Presto can also be easily accessed through Python using wmfdata-python

#!/usr/bin/env python3
import wmfdata as wmf

# Returns a Pandas dataframe
wmf.presto.run("SHOW TABLES FROM event")

SQL quirks

  • Strings in double quotes (e.g. "string") are treated as identifiers (e.g. the name of a table or field). Strings in single quotes (e.g. 'string') are treated as string literals.
  • Unlike with Hive or Spark, we run presto in read-only mode so you can only run SELECT queries.

Presto on Superset

Presto is available in Superset via the SQL Lab panel:

  • go to https://superset.wikimedia.org/superset/sqllab
  • select database presto_analytics_hive
  • select schema event for Eventlogging (just an example, or any available one)
  • select any table to get a preview of the content, attributes, etc..

Please note: you will be able to see only the data that your user is allowed to, according to the POSIX permissions in puppet.

Background

We have been looking for a query-engine that would facilitate querying the mediawiki-history dataset. The dataset is somewhat "big" but not one of our largest (~750Gb, 3 billion rows) and the expected queries would be analytics-style queries (group by, count, sum rather than random-read of single rows). Our requirements are to provide a SQL compliant query interface, with interesting SQL-analytics features (window functions). This two requirements are "functionally" satisfied by Hive but Hive has significant issues when it comes to performance, there is a significant time-overhead for launching jobs and relying on MapReduce for computation makes the ratio of job-duration to data-size very bad for small-ish data.

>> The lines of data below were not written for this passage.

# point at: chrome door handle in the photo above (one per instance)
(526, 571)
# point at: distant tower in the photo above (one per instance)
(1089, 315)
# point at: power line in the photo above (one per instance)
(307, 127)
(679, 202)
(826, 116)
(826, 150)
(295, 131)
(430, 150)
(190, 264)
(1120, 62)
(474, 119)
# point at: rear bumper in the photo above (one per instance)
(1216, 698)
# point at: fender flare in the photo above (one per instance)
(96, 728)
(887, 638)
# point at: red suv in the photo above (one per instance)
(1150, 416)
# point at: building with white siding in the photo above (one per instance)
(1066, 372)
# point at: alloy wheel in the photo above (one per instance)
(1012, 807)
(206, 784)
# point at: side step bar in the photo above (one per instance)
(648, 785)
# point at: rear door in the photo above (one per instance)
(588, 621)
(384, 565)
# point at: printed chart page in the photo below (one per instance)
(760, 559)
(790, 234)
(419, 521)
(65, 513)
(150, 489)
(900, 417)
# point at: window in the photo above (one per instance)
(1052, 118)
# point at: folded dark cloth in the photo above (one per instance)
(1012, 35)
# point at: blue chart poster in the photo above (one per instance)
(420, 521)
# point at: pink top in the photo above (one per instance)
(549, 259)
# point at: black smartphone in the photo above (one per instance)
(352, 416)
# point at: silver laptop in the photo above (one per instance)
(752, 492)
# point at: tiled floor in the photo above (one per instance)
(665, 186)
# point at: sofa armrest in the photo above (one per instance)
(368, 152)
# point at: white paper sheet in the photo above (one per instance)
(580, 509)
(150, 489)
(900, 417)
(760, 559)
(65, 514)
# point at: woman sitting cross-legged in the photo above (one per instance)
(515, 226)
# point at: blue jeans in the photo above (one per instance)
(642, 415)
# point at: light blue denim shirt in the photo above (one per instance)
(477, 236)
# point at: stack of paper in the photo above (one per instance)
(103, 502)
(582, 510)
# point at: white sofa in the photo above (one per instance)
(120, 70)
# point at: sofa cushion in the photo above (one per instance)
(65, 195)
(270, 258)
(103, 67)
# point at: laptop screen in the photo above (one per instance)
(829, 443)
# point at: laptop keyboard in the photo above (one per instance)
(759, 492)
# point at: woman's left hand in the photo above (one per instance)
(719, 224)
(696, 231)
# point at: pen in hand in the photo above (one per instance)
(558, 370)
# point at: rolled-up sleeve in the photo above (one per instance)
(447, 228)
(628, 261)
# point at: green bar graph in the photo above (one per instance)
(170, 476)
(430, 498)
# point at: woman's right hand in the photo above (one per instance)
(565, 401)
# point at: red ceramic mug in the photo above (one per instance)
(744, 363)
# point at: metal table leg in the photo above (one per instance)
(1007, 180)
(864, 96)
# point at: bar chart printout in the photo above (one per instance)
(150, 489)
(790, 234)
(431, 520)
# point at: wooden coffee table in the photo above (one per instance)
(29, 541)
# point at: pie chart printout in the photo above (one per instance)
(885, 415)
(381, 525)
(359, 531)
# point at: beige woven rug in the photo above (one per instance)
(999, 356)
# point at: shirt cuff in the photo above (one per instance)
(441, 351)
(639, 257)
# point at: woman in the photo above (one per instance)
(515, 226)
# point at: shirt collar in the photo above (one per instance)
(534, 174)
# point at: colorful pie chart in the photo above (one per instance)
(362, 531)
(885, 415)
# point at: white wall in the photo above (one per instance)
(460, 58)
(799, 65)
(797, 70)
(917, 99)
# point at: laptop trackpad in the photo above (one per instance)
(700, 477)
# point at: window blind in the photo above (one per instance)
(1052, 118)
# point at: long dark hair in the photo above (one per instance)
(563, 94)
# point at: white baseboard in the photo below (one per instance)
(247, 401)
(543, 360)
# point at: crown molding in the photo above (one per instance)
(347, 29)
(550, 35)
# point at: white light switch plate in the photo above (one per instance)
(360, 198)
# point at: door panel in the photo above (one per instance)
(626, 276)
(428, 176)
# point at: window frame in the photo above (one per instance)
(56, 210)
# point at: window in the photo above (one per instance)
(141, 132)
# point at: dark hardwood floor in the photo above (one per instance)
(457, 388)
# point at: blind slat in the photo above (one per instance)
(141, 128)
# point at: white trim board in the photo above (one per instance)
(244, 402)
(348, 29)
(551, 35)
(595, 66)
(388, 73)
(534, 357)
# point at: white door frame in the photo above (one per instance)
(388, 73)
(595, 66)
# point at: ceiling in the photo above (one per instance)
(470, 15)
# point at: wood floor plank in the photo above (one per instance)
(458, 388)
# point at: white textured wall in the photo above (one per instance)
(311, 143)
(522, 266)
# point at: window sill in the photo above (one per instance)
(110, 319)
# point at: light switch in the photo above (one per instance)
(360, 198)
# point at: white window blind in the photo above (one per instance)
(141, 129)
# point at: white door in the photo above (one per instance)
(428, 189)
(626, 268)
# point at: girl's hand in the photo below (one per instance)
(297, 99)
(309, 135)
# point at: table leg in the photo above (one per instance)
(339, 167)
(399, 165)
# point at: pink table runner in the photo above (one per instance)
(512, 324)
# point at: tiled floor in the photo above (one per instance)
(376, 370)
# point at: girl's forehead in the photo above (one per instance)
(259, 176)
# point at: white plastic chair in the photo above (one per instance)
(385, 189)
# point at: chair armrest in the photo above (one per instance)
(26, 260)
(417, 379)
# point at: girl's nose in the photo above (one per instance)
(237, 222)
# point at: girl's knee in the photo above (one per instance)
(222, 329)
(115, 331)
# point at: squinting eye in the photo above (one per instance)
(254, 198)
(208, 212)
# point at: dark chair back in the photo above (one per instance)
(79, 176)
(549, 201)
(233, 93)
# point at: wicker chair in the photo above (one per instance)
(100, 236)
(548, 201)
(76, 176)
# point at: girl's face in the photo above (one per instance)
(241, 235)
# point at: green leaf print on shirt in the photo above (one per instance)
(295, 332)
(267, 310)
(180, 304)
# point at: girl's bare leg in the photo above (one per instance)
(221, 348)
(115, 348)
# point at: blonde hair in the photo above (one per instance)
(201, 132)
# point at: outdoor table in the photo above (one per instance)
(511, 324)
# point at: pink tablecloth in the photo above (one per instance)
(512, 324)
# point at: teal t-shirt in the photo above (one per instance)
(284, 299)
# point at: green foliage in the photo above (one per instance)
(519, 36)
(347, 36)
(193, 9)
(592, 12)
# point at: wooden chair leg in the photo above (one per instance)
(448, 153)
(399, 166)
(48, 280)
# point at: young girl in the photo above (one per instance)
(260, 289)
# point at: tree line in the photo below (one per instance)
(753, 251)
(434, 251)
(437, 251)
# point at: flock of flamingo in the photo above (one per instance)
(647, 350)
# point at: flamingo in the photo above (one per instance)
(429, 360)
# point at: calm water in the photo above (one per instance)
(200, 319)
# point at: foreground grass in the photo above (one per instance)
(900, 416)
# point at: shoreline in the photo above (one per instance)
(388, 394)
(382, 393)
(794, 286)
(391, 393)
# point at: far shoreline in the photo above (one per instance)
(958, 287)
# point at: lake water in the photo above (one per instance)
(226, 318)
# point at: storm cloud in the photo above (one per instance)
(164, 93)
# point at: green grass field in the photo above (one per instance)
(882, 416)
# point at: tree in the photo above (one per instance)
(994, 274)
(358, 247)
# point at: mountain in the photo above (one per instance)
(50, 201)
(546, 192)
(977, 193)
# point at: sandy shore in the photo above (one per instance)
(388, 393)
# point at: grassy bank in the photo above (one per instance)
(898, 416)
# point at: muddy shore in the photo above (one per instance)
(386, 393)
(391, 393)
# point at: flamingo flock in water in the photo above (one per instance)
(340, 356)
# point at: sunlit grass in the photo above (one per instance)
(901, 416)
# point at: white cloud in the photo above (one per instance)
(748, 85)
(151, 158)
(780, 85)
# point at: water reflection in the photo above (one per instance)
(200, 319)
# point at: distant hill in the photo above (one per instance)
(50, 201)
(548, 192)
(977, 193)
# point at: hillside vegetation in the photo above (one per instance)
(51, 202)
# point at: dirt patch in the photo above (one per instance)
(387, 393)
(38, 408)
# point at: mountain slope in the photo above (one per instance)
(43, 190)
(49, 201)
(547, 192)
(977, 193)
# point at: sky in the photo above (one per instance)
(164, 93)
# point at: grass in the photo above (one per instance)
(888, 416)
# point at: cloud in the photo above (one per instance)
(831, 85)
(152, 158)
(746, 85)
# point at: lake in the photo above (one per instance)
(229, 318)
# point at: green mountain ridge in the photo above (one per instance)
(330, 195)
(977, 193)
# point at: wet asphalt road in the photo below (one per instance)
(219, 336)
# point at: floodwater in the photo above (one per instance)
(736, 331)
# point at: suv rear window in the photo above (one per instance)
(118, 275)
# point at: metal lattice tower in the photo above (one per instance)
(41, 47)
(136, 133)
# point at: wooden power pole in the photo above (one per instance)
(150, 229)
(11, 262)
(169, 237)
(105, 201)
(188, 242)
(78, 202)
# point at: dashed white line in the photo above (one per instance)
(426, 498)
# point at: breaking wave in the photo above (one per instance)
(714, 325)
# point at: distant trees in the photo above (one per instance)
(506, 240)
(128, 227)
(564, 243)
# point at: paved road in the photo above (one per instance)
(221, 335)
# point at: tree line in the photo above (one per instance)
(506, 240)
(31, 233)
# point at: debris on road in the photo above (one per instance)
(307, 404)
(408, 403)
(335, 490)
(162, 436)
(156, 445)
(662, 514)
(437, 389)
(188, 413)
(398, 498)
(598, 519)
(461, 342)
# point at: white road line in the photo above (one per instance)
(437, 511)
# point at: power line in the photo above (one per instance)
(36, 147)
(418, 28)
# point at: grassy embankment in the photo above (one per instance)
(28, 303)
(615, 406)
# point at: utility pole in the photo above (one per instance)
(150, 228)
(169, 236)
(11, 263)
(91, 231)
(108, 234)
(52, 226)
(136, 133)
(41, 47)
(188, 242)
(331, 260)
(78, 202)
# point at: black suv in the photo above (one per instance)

We had several alternatives for this use-case: Hive, Druid, Clickhouse, and Presto.

Presto has been chosen as the best technology fitting our needs. It was developed by Facebook to solve Hive issues with speed.

Reasons why we choose Presto:

  • It matches all the SQL needs with the advantage of being SQL-ANSI compliant, by opposition to all other systems that use dialects
  • It is really faster than Hive for small/medium size data. A bit less fast than Clickhouse and Druid for the queries Druid can process (Druid is actually not a general SQL-engine[1]).
  • It reads from HDFS and other big-data storage systems, making it easy to load/reload/maintain datasets (unlike Clickhouse and Druid).
  • It takes advantage of Parquet, the standard Hadoop columnar data format
  • It is the preferred tool of many other big players for querying analytics-oriented data in an exploratory way. It has a live ecosystem.

Administration

Please check Analytics/Systems/Presto/Administration.

Notes

  1. As of today (September 2018) there two drawbacks on using Druid as a general SQL query engine: there is a significant scope of SQL that Druid would not be able to parse, and a broad range of queries (nested group-by for instance) would fail at computation-stage.